More interesting and compelling sections from the brief:
The States channel Shakespeare and Greek playwright Sophocles to make a point about political accountability.
They argue that by allowing the federal government to dictate state policy, state officials get blamed and punished by citizens for policy that doesn’t reflect the people’s will or preferences. As in the case of New Jersey, the people voted in favor of sports betting. The States write here:
History has recognized the human inclination to “shoot the messenger.” Sophocles wrote in Antigone that “[n]o one likes the bringer of bad news.” Sophocles, Antigone … Shakespeare wrote in Antony and Cleopatra that “[t]he nature of bad news infects the teller.” William Shakespeare, Antony and Cleopatra (c. 1606), reprinted in The Unabridged William Shakespeare 1135 (William George Clark & William Aldis Wright eds. 1989). English law historically punished as traitors those who would take out their frustration on the town criers who reported the King’s news.
The States also reference the Declaration of Independence:
The principle that the people have the right to determine and alter the character of their government finds it most famous expression in the second paragraph of the Declaration of Independence, which proclaims that governments “deriv[e] their just Powers from the Consent of the Governed.” The Declaration of Independence para. 2 (U.S. 1776). And this principle even transcended the Federalist/AntiFederalist divide. James Madison repeatedly cited the people’s “supreme” or “ultimate” authority in his contributions to the Federalist Papers and explained that all governmental power derived from and was responsible to its citizens.

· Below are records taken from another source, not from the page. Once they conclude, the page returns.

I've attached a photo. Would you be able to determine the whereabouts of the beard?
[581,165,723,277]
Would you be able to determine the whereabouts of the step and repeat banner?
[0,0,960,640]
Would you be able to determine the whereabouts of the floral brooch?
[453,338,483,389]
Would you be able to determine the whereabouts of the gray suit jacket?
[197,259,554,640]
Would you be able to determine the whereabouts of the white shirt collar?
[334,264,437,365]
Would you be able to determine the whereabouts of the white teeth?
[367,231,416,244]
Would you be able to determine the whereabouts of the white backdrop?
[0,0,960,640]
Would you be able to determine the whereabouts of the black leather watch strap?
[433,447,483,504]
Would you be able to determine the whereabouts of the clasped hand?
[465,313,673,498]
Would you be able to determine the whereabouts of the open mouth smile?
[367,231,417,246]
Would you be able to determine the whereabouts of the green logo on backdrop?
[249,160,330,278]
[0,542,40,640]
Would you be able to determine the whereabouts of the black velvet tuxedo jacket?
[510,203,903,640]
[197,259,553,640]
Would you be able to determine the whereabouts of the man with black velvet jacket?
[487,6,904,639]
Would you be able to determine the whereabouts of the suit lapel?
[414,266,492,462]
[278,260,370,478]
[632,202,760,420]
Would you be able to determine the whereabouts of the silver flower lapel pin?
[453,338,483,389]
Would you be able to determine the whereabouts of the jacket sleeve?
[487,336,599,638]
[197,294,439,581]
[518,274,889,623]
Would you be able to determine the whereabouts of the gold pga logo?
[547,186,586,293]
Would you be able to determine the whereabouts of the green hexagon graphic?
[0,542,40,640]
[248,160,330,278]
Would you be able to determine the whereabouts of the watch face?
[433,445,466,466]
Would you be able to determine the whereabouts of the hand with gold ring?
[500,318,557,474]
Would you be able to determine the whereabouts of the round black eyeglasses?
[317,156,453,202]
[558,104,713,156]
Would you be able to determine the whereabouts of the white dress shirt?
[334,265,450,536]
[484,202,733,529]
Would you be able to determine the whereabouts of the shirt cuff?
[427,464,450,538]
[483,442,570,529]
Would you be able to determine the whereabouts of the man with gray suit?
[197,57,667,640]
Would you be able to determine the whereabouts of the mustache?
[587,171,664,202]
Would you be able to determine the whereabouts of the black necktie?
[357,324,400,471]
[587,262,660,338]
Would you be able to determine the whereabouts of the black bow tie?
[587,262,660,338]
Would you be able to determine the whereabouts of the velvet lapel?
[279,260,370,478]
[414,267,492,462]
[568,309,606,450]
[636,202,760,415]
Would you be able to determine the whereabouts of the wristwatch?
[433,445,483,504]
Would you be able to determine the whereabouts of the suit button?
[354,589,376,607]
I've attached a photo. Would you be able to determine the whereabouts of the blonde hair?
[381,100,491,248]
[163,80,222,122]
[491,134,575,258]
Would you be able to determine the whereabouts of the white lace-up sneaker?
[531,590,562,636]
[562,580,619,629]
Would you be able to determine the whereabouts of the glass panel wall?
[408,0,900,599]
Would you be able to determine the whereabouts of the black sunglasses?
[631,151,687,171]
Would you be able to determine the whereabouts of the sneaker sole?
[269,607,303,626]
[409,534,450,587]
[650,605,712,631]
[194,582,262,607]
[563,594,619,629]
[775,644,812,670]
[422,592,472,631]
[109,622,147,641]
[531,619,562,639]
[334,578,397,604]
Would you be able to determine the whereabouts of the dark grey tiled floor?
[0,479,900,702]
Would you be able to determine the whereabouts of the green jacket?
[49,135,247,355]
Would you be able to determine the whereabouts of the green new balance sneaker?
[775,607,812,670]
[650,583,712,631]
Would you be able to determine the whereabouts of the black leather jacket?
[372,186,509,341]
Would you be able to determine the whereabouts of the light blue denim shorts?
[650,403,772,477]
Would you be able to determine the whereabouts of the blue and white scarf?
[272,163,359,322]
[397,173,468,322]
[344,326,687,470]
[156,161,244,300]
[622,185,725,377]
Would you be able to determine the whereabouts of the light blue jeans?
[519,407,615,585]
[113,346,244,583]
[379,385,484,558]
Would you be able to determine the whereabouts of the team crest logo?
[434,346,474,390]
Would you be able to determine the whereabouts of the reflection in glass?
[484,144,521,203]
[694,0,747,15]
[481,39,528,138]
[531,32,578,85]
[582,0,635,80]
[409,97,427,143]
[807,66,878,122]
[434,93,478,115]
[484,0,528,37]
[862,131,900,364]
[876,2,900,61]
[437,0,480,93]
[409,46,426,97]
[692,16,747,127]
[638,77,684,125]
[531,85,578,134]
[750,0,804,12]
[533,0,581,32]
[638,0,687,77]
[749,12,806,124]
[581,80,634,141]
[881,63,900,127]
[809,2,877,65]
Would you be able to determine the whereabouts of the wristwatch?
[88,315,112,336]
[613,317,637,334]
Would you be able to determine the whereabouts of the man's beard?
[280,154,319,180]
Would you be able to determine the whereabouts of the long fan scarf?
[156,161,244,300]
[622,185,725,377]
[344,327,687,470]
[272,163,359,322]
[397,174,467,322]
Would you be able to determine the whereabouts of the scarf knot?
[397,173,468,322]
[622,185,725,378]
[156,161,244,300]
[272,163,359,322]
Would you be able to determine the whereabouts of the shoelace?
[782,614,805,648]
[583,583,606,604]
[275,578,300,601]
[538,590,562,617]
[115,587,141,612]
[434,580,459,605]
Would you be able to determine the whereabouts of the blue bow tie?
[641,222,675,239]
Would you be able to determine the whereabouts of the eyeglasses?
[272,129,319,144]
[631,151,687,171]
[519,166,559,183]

The States echo New Jersey’s “anti-commandeering” argument (discussed here) and the technicalities of the Constitution, which, they argue, doesn’t allow laws like PASPA where the federal government doesn’t provide a regulatory framework for a law. The States continue:
[T]he New Jersey Legislature, which had historically prohibited sports wagering, sought out ways in 2010 to financially bolster its struggling casinos and racetracks. Public hearings ensued, which convinced state lawmakers that sports wagering might provide a necessary boost to New Jersey’s gaming establishments. For that reason, the New Jersey Legislature provided its citizenry, via a 2011 constitutional referendum, the chance to decide whether the economic benefits of sports gaming outweighed the perceived drawbacks. Sixty-four percent of those who voted decided that the benefits of sports gaming carried the day.
“.. New Jersey took action comfortably within the rights and powers reserved to it under the Tenth Amendment. The Third Circuit’s construction of PASPA, which (as discussed above) is unmoored from the principles underlying federal preemption, denied New Jersey its right to do so. And in so doing, the Third Circuit handcuffed New Jersey’s citizenry by freezing in time prohibitions that no longer make sense to it.
Meanwhile, 15 states, including some signatories to this brief, have legislation pending that would allow for sports betting, or at least laying the groundwork for it, or have publicly advocated for it or attempted to pass measures to the same effect. But as evidenced by Utah, the States see that there is much more at stake here.
Respondents — the NCAA, NFL and other major professional sports leagues — have until October 16 to file their brief on the merits.